DeepSpeech is the code that can do STT using machine learning approaches. But, like all machine learning systems, it is really useless without data to ‘learn’ from.

Common Voice is an attempt by Mozilla to build a body of recordings they can use to train on. It is a great idea and we encourage you to go to https://voice.mozilla.org and help with this effort. It is building a fully open (CC0 aka public domain) dataset. But this is just a dataset, it doesn’t ‘do’ anything.

Finally there is the model that Mozilla has generated by training DeepSpeech. That is are what you referred to 6.5%. Those models are based on data from Common Voice plus several other dataset (e.g. the Libre Voice dataset, so TED talks, etc).

Mycroft fits in to this in two ways:

  1. We are building another dataset for them to train off of. Our users can participate in this by using the Opt In mechanism. We are building a custom license that is different from any existing license, allowing you to back out of sharing your data. This is different from the Common Voice dataset because once you release something to the public domain, you don’t get to withdraw it.
  2. As DeepSpeech and the trained model we jointly build matures, we are going to integrate it into the Mycroft ecosystem in two ways:
    a) DeepSpeech will be the engine we using in on our servers.
    b) We will provide tools allowing for a simple setup of DeepSpeech on your own device or private server if you want to host your own STT service and have the computational power available to support it.

The data DeepSpeech is training on right now is decent, but is holding the STT performance back because it is too clean. Most was recorded by someone at a desk using a good mic in a quiet environment. For DeepSpeech to really shine it needs data of people talking in kitchens with a stove fan runnig, coffe shops with lots of chatter in the background, cars with road noise, etc. And it needs lots of that data. That is where we – Mycroft AI and our community – have the unique ability to collaborate and really make this a successful joint effort.

I hope this all makes sense!

2 Likes

@steve.penrod Thanks for the response! Glad to hear you are working together with Mozilla on this, when I heard about you guys after reading Mozilla’s initial post about Common Voice/DeepSpeech I thought it sounded like it would be a cool use-case. Interesting to know that the Common Voice dataset is too clean for your needs (but makes sense). I recorded a few samples, but maybe I’ll add some more and turn on a few sources of white noise to dirty it a bit :wink:

1 Like

I’m an avid user of Voice Attack and Voicebot. Both work great, based on the Microsoft Speech Recognition API (which you need to train). No cloud involved at all.

That said I’m also here to provide my 50cents about the statement of having to be in the 90%+ ballpark to even see usage. And in my opinion you’re a little in the wrong about that - it will also be a lost war as well as a gate to always use a cloud based STT like amazon, google and so on.
What you need is a way to handle inputs below a certain wanted confidence threshold (would be great if the user could set it).
Why not let Mycroft respond: I didn’t understand you perfectly - did you mean “…”? and use that info to train the system.
Personally I’m totally fine with confidence levels of around 80%. It works absolutely great for me - with just 20 minutes of training it recognizes what I’m saying with a confidence of 80-93% mostly).
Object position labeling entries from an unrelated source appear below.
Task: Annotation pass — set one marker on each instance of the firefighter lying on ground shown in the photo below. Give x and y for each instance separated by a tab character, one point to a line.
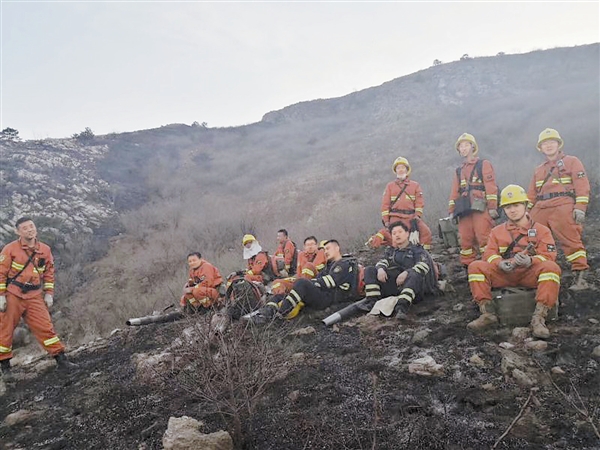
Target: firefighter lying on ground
405	272
338	282
26	291
520	253
201	291
403	201
473	199
559	193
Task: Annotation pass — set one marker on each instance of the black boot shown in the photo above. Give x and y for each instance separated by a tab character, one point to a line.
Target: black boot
63	363
7	374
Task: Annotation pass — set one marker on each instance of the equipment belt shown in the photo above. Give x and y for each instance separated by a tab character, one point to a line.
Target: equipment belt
402	211
555	194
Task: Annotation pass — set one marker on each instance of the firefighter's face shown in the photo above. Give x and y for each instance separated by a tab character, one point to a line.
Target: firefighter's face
27	230
549	147
465	148
516	211
332	251
401	171
194	261
399	237
310	246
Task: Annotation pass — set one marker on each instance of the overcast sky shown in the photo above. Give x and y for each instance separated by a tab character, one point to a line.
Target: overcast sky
124	66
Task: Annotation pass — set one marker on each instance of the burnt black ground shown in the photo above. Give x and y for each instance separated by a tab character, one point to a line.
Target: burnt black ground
354	389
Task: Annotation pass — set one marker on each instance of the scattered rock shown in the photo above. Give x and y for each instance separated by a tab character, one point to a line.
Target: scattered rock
420	336
426	366
536	346
183	434
294	396
18	417
304	331
520	333
522	378
476	361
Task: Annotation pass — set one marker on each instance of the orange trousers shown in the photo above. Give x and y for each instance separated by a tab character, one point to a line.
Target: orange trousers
201	296
36	316
560	221
425	236
545	276
474	230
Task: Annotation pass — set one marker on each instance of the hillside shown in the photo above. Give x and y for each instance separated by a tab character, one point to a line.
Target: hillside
317	167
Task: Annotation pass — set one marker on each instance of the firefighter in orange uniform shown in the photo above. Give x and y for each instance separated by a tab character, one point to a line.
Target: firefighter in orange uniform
26	291
284	256
473	199
311	260
519	252
403	202
258	260
559	193
202	288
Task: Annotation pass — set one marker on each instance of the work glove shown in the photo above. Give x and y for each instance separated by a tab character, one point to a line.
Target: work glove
579	216
506	265
522	259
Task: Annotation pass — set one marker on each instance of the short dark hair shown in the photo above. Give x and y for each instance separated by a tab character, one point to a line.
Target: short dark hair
22	220
398	224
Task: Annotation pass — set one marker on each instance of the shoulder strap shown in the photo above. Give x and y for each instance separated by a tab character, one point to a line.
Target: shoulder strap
10	280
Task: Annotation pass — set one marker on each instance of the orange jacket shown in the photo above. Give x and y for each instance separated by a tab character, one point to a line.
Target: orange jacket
480	189
257	263
409	204
205	275
316	260
504	234
560	182
39	272
286	251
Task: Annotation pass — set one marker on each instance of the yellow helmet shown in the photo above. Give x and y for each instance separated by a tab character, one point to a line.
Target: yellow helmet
469	138
511	194
247	238
547	134
403	161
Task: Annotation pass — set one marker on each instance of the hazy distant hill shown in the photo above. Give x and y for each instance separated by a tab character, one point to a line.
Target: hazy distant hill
320	166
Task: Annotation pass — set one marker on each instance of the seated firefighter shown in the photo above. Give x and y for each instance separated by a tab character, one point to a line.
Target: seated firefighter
406	272
285	258
403	201
258	260
519	253
338	282
202	288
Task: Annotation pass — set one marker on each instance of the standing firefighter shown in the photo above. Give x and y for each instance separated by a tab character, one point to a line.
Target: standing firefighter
406	272
473	199
202	288
403	202
520	252
338	282
26	290
559	194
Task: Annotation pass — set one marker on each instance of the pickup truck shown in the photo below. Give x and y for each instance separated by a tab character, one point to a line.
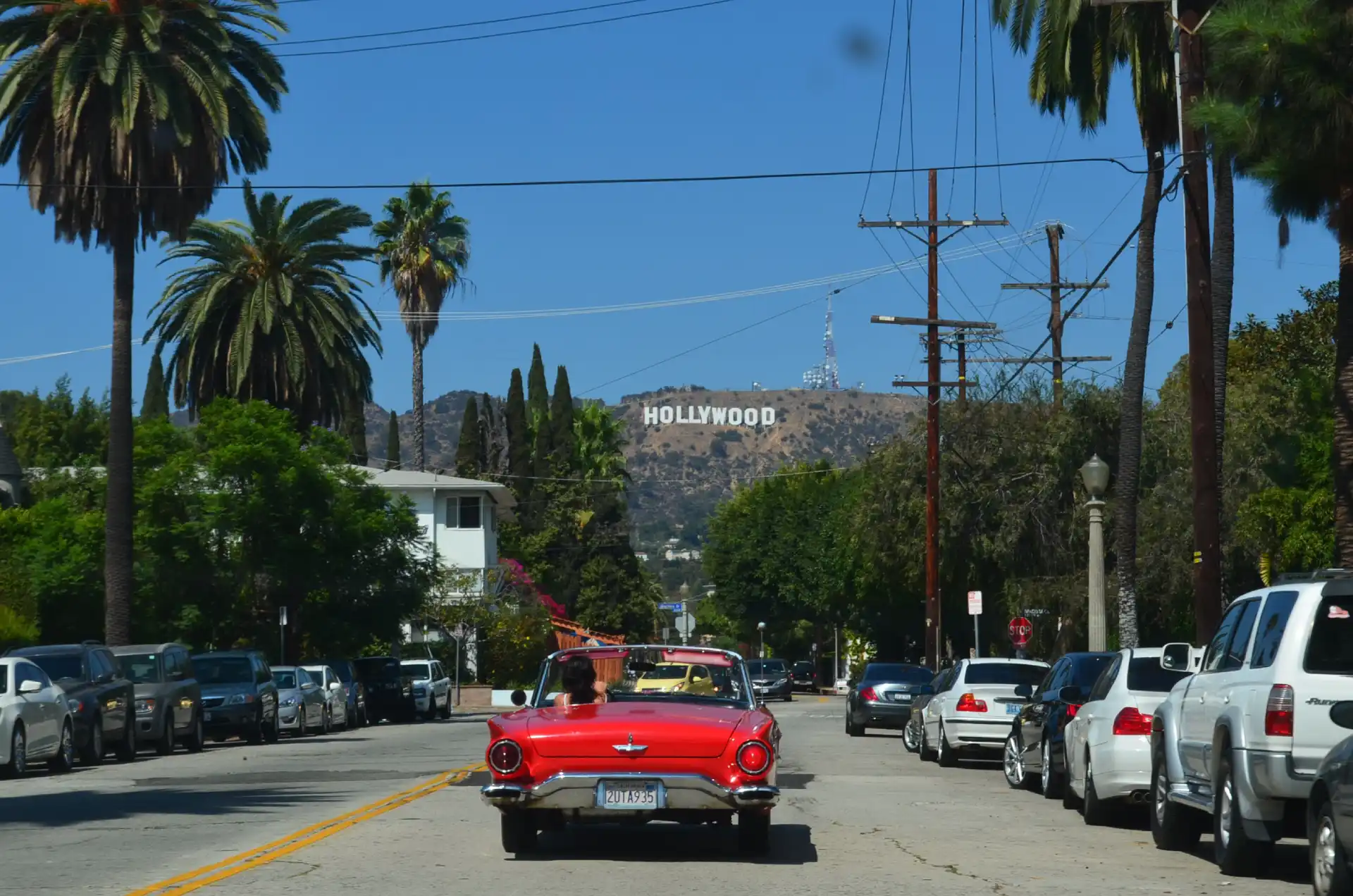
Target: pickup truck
1238	743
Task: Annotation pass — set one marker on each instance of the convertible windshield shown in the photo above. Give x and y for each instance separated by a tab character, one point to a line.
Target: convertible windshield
626	674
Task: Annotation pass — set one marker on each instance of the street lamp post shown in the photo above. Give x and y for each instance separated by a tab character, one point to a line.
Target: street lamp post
1095	475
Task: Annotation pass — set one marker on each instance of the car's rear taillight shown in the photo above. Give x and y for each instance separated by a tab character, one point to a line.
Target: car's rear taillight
754	757
968	703
1278	715
505	757
1132	722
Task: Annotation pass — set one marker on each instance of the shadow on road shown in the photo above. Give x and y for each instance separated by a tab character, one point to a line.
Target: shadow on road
83	807
662	842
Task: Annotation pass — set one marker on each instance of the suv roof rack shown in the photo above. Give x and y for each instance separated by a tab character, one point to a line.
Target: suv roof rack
1314	575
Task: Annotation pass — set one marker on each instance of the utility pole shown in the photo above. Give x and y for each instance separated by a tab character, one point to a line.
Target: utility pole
932	386
1054	292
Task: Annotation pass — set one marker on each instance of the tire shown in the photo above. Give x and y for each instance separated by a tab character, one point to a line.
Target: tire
1330	873
18	754
1237	854
92	752
945	754
753	833
519	831
66	758
1050	783
1094	809
164	746
1173	826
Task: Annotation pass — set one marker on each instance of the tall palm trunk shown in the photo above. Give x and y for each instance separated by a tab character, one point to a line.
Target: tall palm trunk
1344	389
420	454
1130	409
117	558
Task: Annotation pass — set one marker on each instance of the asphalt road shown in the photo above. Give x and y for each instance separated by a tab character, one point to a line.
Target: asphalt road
317	816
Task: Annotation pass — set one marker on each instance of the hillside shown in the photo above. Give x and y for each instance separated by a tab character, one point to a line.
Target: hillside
682	470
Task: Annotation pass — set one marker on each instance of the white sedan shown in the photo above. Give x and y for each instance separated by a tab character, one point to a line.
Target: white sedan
1108	742
975	707
34	719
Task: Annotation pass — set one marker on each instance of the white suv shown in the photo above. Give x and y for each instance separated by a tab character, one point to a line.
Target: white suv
1242	738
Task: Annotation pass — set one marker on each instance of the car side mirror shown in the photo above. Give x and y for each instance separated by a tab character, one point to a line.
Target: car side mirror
1341	714
1178	657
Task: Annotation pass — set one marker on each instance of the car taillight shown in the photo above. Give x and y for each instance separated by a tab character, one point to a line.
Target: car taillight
1278	715
505	757
968	703
1132	722
754	757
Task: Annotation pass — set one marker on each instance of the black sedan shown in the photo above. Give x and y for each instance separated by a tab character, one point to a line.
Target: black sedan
1330	814
882	696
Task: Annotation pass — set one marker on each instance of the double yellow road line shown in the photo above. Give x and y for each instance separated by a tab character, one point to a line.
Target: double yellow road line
248	860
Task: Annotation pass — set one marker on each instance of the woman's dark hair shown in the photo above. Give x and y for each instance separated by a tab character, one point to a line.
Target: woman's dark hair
579	680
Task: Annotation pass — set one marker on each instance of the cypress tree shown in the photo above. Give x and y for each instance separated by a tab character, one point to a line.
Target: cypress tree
562	423
467	451
154	404
393	443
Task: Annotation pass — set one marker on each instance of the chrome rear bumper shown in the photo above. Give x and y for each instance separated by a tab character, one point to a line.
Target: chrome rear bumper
578	791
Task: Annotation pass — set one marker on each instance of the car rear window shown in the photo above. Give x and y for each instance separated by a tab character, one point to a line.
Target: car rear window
1330	649
1011	674
1145	674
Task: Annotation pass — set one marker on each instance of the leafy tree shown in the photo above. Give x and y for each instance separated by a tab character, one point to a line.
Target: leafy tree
123	126
267	310
424	251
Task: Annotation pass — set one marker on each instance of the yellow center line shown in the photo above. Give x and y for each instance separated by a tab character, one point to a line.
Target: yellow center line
217	872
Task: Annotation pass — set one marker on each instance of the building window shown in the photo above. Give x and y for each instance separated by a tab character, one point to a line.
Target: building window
464	512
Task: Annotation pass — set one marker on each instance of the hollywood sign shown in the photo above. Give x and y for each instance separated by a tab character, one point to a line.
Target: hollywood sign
666	414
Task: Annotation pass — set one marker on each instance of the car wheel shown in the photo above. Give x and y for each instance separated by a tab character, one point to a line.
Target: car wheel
1237	853
1095	809
754	833
66	758
1330	873
1173	826
1049	780
164	746
945	754
519	831
18	754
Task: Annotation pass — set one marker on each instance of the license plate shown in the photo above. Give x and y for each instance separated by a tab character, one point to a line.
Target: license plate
629	795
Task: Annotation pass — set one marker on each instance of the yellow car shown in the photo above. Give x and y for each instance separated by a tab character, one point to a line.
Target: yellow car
666	678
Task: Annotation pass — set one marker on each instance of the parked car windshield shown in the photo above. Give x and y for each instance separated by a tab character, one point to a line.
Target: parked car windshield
900	673
1145	674
1004	674
142	669
60	666
222	671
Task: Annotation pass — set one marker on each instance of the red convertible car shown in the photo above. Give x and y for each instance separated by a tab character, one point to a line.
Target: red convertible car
603	740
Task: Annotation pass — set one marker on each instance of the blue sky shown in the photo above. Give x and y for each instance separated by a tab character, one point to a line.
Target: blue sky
746	86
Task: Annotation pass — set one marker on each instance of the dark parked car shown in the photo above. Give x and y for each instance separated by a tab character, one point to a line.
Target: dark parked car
390	689
168	696
803	676
882	696
99	696
238	697
1330	812
1034	754
770	678
347	673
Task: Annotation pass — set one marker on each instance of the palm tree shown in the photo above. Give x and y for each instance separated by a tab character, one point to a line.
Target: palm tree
125	117
1279	77
270	311
1076	51
424	251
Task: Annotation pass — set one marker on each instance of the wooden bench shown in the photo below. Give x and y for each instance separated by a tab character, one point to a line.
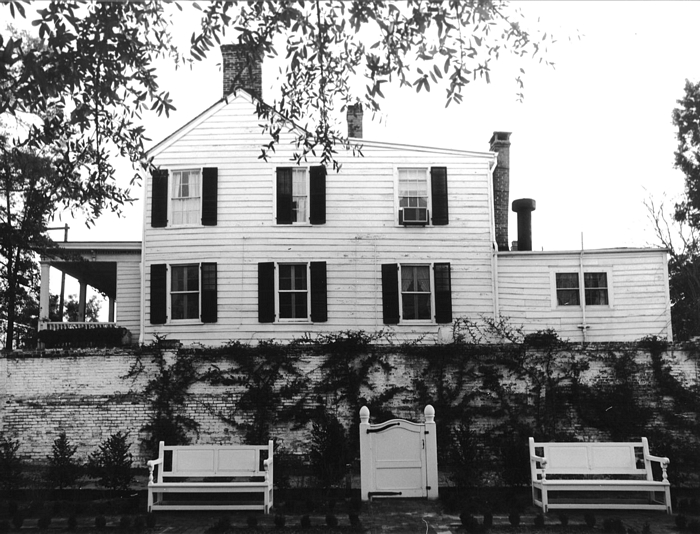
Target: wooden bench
200	473
589	473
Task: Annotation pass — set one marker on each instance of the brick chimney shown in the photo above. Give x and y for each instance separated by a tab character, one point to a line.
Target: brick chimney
354	117
242	70
500	143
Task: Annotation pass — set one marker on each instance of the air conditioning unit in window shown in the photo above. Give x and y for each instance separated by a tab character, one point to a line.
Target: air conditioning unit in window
408	216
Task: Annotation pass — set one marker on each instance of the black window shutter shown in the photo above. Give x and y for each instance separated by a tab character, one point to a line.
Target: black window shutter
319	292
159	275
390	293
266	292
159	198
284	195
210	179
443	293
317	185
209	295
438	186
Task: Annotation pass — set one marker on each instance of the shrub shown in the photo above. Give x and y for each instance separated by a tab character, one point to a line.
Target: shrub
111	462
514	518
11	467
329	452
589	519
331	520
64	470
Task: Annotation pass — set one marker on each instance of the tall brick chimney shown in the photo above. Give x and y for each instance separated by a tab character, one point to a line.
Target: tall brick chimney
242	70
354	117
500	143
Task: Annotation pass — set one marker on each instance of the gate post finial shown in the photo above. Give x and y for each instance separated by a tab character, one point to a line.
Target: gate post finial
364	415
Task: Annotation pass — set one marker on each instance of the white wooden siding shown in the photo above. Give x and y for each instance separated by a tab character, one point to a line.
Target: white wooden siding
360	234
638	294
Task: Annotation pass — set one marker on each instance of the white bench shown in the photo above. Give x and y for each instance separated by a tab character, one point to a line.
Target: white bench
202	470
594	471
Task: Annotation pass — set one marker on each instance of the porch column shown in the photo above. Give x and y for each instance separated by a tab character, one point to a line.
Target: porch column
81	301
44	305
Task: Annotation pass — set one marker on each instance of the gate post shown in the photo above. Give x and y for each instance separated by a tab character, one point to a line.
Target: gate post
431	452
365	455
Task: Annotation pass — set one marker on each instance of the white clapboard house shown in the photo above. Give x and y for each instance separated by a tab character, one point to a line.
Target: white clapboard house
406	239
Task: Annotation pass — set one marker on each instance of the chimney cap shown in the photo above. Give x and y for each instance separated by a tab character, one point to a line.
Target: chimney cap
524	204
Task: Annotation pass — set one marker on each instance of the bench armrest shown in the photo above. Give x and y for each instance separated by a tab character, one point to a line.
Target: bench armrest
664	464
151	465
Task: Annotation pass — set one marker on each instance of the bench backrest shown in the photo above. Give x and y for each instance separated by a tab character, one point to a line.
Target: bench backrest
592	458
213	460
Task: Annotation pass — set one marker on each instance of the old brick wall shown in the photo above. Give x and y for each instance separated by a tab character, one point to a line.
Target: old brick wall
87	394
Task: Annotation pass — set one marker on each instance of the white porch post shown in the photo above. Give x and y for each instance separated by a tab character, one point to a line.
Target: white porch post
81	301
365	455
44	305
431	452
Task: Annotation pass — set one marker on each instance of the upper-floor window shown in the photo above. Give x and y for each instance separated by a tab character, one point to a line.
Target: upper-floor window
300	195
184	197
422	196
416	292
186	202
595	289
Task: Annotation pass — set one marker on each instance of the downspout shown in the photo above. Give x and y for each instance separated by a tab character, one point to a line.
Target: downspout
494	244
582	293
142	321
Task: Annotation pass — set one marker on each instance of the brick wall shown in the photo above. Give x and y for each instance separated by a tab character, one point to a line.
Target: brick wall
86	394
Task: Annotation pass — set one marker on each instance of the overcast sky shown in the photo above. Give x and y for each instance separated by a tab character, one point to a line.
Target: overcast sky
592	140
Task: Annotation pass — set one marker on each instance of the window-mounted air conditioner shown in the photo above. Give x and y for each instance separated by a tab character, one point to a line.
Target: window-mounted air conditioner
408	216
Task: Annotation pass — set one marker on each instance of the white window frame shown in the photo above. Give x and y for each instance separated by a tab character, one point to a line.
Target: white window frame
171	199
307	180
278	273
397	188
431	274
188	320
581	287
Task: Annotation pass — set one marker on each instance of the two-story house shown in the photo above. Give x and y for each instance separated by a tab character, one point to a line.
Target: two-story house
405	239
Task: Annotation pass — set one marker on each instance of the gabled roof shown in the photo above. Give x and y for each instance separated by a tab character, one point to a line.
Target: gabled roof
223	102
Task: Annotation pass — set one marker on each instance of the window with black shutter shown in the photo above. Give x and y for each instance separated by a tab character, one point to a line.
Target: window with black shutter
210	179
159	293
159	198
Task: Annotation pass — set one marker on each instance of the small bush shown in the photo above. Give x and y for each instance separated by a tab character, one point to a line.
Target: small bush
589	519
11	466
514	518
681	522
331	520
64	470
111	462
100	522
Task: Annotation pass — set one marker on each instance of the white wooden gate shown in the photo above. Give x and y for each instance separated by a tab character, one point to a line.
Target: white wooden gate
398	458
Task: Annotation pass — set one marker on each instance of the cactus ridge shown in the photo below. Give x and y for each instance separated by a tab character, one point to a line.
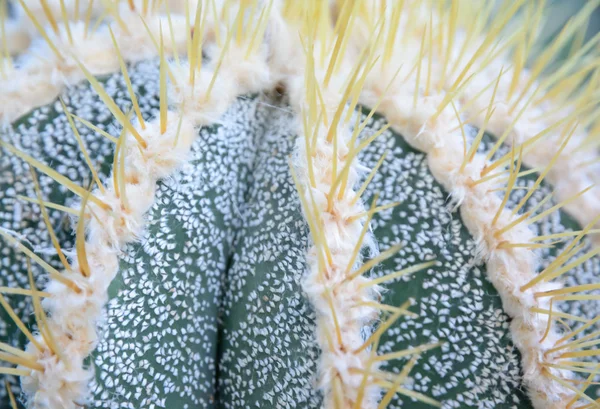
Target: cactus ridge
407	61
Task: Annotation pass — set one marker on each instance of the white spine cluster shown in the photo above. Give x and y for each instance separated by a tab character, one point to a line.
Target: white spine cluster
508	268
75	311
342	300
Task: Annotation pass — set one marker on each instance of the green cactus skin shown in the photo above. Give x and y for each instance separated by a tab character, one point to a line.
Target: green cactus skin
208	308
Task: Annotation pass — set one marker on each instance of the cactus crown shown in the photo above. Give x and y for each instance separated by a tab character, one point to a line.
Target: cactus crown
346	204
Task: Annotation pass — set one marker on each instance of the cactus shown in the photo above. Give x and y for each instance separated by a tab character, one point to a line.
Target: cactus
346	204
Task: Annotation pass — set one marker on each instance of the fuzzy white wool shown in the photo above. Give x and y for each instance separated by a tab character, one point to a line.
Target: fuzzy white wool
193	101
62	384
163	154
333	291
75	315
508	270
250	71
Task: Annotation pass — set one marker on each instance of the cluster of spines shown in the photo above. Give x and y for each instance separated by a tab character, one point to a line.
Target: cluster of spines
428	96
52	367
326	171
445	67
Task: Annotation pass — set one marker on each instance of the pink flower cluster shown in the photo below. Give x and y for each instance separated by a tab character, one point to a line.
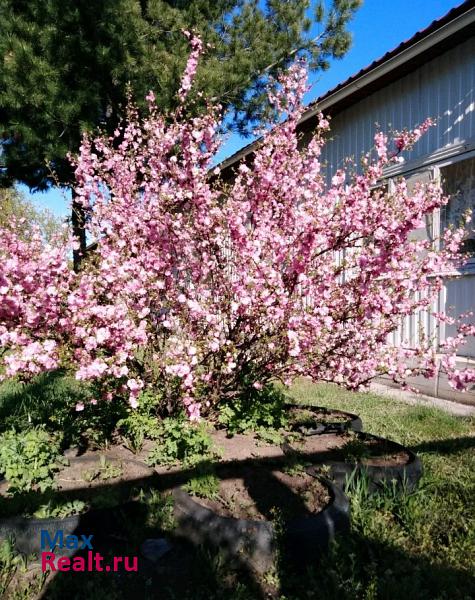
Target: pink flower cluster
202	288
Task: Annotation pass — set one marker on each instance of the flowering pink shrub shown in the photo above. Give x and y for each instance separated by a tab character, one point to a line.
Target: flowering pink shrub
205	289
Keep in mind that I’m not even a native speaker. Native speakers would see an even better experience I’m sure.

Also about that proxy thing for google SST
You’re talking about how that will break the connection. Is that guaranteed?
As in you’re mentioning it’s not user based - what about device identifiers?
How how will you cover the usage costs? From what I’ve read it costs (a lot) https://cloud.google.com/speech/
How can you be sure google SST can’t identify by usage patter, voice and context?

I’m genuinely interested in buying a Mark II (because of the array) device but all this talk about using google/amazon or other cloud SST provides makes me question it in terms of protecting my privacy.